Aggregate supply is the amount of real output firms are willing to produce at different overall price levels. It matters because inflation and output depend on how production responds when demand changes or when costs are hit by shocks.
Short Run Versus Long Run
Economists usually separate aggregate supply into two ideas:
- short-run aggregate supply, which can slope upward because wages, contracts, and expectations adjust only gradually
- long-run aggregate supply, which reflects productive capacity and is often drawn as vertical at potential output
A simple short-run relationship is:
[ Y = \bar{Y} + \alpha(P - P^e) ]
where \bar{Y} is potential output, P is the actual price level, and P^e is the expected price level. When actual prices rise relative to expected prices, firms may temporarily produce more.

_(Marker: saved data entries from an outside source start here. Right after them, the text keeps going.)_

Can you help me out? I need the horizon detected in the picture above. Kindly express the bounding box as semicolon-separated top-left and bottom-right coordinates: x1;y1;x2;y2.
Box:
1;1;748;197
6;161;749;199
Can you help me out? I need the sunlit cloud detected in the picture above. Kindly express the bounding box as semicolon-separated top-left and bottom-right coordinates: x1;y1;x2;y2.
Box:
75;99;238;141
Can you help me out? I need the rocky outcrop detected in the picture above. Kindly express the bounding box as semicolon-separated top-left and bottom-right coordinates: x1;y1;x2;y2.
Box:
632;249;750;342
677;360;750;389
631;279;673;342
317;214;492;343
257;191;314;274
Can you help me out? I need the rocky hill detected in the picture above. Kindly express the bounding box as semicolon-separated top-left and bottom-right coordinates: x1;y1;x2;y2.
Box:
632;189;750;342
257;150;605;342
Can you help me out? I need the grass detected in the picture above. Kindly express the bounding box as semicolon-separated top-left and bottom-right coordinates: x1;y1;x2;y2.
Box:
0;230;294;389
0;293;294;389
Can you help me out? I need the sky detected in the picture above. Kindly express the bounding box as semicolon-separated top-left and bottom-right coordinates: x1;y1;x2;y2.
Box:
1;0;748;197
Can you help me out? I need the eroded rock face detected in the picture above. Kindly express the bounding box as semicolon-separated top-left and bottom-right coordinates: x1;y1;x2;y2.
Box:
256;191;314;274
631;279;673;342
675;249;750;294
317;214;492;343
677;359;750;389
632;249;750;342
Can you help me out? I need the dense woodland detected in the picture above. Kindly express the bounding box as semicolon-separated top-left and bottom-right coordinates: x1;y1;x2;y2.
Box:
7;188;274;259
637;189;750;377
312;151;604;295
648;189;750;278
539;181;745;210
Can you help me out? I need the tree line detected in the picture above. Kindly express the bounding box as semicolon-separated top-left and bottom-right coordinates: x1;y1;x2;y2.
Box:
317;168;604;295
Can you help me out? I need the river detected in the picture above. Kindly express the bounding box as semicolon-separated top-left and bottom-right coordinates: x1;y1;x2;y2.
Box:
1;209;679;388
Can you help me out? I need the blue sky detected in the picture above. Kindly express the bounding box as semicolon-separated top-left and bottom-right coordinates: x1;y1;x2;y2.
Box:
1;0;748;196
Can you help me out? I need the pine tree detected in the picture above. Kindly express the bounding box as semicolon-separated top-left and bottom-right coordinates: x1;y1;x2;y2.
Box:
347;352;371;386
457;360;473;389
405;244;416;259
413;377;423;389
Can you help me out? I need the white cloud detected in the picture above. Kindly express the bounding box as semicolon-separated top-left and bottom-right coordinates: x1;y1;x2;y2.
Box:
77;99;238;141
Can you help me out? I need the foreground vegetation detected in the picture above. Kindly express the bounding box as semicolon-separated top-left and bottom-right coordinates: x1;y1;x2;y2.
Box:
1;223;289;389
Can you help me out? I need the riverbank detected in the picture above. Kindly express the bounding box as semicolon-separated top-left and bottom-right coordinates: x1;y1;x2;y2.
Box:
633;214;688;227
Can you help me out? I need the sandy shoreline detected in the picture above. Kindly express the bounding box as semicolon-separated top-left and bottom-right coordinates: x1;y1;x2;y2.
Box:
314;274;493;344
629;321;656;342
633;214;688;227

What Shifts Aggregate Supply
Short-run aggregate supply shifts when production costs or expectations change. Common examples include wages, energy prices, taxes on inputs, and productivity shocks.
Long-run aggregate supply shifts when the economy’s productive capacity changes through labor-force growth, capital accumulation, technology, and institutions.

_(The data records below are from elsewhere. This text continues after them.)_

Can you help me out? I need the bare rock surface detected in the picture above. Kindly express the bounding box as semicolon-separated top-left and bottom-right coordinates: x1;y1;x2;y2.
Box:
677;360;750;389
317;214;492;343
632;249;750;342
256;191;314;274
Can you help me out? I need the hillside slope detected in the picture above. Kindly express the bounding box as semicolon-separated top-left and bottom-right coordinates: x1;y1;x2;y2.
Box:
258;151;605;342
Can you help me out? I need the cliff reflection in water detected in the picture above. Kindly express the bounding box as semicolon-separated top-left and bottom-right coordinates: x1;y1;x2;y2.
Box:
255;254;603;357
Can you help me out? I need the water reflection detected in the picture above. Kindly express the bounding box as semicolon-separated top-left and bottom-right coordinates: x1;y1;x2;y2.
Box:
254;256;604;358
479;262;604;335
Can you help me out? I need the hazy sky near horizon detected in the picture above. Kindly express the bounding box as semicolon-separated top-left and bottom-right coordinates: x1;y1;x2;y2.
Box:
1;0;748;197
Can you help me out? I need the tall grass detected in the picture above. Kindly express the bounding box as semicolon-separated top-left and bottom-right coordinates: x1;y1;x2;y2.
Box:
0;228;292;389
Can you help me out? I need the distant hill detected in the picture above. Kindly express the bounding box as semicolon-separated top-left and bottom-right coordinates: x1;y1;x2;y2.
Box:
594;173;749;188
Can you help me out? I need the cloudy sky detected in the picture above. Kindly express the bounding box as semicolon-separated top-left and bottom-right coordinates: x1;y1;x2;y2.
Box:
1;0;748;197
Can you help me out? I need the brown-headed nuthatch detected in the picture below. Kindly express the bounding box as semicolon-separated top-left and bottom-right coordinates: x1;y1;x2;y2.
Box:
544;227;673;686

Aggregate supply matters because inflation and real output depend on where aggregate demand meets short-run costs and long-run productive capacity.
Why Policymakers Care
Aggregate supply determines how demand stimulus translates into output versus inflation. If the short-run aggregate-supply curve is flat, demand changes mostly affect output. If it is steep, the same demand shock produces more inflation and less extra output.
Supply shocks complicate stabilization policy because they can lower output and raise inflation at the same time.